30 Januar 2006

Der suchende Hund

Der Eingang des Tabledance-Schuppens an der Reeperbahn ist voll verspiegelt. Jeden Morgen versammeln sich dort die Tauben. Vielleicht fühlen sie sich wohler, wenn sie das Gefühl haben, viele zu sein.

Der Spiegel verdoppelt sie. Sie scheinen Kraft zu tanken für einen harten Tag aus unablässigem Picken, Verscheuchtwerden, Autosausweichen, Umsfutterstreiten – oder Vögeln. Neulich sah ich auf dem Flachdach gegenüber den recht freudlosen, vor allem aber außerordentlich kurzen Akt. Zwei, drei Sekunden, und schon war die Grundlage gelegt für eine weitere Taubengeneration. Es hört nie auf.

Als ich abends aus der Sauna komme, steht ein zotteliger Terrier (im Stammbaum der Hundreassen etwa Nr. 124) im Mittelpunkt der Geschehnisse. Er kommt mir auf der U-Bahntreppe halb entgegentrippelt, schaut sich um, blickt erneut nach unten mit aufmerksamem, gleichsam intelligentem Blick.
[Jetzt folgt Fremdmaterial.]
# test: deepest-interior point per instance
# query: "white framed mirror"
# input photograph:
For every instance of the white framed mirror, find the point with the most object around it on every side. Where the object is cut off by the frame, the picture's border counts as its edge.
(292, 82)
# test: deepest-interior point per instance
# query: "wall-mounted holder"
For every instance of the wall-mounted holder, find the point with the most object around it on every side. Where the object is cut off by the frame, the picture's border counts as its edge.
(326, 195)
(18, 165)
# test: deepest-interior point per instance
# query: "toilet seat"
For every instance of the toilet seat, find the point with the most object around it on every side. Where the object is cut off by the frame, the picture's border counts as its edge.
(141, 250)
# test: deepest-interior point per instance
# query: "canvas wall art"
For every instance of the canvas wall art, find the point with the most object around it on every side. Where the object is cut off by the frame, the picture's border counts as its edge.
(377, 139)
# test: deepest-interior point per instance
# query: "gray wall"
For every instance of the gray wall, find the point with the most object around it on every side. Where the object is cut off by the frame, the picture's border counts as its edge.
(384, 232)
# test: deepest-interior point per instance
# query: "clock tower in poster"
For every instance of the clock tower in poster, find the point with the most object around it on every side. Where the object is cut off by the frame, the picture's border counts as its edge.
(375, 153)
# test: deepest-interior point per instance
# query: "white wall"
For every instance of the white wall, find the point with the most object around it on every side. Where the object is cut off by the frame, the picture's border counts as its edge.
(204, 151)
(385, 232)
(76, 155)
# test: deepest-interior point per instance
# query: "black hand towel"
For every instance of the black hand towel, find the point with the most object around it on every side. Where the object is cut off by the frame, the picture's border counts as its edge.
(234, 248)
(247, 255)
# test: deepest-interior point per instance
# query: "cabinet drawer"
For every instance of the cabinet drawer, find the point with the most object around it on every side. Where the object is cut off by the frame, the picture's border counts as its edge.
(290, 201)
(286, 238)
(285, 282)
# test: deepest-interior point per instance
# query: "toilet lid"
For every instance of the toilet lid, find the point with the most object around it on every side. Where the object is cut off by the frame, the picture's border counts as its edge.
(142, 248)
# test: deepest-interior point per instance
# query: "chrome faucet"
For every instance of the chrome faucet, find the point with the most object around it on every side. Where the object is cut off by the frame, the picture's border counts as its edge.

Er sieht offenbar nicht das, was er sucht, und huscht hoch, erforscht mit gerecktem Kopf die Lage vor der Station.

Als ich die Fußgängerampel zur Reeperbahn überquere, geht er mit, bleibt aber mitten auf der Straße stehen, immer noch hochkonzentriert die Umgebung musternd, in alle Richtungen. Ich überlege, ob ich ihn ermuntern soll, mir auf den Millerntorplatz zu folgen. Immerhin wird er dort in zehn Sekunden nicht von einer brüllenden Meute äußerst bremsunwilliger Autos überrollt.

Doch dann trifft er allein die richtige Entscheidung, läuft eifrig hinüber auf den Platz. Und von dort tönt plötzlich ein Pfiff, der Hund schießt los mit jener sehnigen Energie, die große Freude nun mal verleiht, und umtobt schier geck sein Herrchen.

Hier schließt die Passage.